A situação jurídica do ex-goleiro Bruno Fernandes voltou ao centro do debate após o Ministério Público do Rio de Janeiro solicitar à Justiça a anulação do livramento condicional concedido ao ex-atleta, condenado a 23 anos e um mês de prisão pelo assassinato de Eliza Samudio e por outros crimes relacionados ao caso. A informação foi divulgada pelo colunista Ancelmo Gois, do jornal O Globo.
Segundo o pedido do MP, o benefício concedido em janeiro de 2023 não teria sido efetivado conforme prevê a Lei de Execução Penal. De acordo com a Promotoria, Bruno não foi localizado nos endereços informados para formalizar o livramento por meio da assinatura do termo obrigatório, etapa indispensável para a validade da medida. Ainda conforme o órgão, a falha só foi comunicada oficialmente em janeiro de 2026, mais de três anos após a concessão.

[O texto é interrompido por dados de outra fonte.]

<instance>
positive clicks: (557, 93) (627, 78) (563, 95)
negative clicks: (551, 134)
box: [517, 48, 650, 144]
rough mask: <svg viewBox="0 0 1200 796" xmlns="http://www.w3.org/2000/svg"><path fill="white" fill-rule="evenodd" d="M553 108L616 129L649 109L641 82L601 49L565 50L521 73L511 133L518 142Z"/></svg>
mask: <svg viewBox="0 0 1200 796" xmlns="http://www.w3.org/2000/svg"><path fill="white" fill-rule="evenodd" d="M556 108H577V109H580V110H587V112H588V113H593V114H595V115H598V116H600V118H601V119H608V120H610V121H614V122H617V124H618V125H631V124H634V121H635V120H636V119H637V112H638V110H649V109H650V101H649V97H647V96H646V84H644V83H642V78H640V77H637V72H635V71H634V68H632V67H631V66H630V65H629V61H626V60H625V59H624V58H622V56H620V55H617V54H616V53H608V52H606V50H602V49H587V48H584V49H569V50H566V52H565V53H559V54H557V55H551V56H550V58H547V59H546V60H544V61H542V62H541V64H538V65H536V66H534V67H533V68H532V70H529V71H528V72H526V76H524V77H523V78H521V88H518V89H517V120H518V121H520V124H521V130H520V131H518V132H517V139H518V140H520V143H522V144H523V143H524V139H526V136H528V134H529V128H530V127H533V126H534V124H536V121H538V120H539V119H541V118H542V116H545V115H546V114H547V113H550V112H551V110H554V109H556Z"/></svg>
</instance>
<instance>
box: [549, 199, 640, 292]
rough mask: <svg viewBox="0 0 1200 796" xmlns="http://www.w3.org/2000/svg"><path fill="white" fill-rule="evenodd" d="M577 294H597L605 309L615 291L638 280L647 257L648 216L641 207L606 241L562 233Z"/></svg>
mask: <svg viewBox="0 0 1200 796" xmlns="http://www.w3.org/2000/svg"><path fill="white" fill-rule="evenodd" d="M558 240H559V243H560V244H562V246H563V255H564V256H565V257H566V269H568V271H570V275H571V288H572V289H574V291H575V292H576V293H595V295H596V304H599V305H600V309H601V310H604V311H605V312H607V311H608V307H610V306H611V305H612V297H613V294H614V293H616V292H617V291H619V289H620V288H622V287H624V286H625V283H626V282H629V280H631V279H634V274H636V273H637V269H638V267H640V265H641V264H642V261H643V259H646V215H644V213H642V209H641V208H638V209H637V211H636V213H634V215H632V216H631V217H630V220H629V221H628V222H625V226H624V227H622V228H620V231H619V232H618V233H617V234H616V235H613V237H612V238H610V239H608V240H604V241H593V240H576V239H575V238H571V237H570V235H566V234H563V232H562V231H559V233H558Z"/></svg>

Diante desse cenário, o Ministério Público sustenta que o livramento condicional não chegou a se concretizar juridicamente e pede a anulação da decisão, além de uma nova análise sobre o cumprimento da pena. O órgão também aponta possível descumprimento das regras do regime semiaberto e solicitou prioridade na tramitação do caso.

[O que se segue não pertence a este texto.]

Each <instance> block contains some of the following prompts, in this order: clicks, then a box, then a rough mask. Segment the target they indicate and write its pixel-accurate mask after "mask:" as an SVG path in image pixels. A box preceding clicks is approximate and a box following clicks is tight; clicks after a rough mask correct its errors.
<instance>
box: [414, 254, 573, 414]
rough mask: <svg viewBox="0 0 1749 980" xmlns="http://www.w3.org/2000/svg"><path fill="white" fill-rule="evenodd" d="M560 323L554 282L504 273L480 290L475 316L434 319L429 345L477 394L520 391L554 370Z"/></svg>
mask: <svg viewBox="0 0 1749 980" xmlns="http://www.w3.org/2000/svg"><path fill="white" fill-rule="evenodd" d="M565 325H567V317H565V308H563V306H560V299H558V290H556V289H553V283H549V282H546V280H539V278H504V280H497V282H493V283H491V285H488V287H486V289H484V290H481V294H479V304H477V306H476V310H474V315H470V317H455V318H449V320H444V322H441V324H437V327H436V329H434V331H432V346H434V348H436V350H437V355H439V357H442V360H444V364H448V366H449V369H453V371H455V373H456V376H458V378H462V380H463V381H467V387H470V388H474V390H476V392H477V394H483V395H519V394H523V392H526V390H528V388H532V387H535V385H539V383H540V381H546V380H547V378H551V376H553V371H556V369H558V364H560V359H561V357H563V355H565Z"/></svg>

O nome de Bruno voltou a ganhar repercussão nesta semana após ele ser visto no Maracanã, onde assistiu a uma partida do Flamengo pelo Campeonato Brasileiro. O ex-jogador, que soma mais de 320 mil seguidores nas redes sociais, publicou uma foto no estádio acompanhada da frase “Que saudade eu estava desse lugar”.
Defesa contesta
Em manifestação à Vara de Execuções Penais, a defesa de Bruno contestou o pedido do Ministério Público e classificou o relatório como equivocado. Os advogados afirmam que a única exigência imposta pela Justiça para o livramento condicional seria o comparecimento periódico para assinatura trimestral em local determinado, obrigação que, segundo eles, vem sendo cumprida. A defesa também sustenta que o ex-goleiro já teria cumprido três quartos da pena aplicada.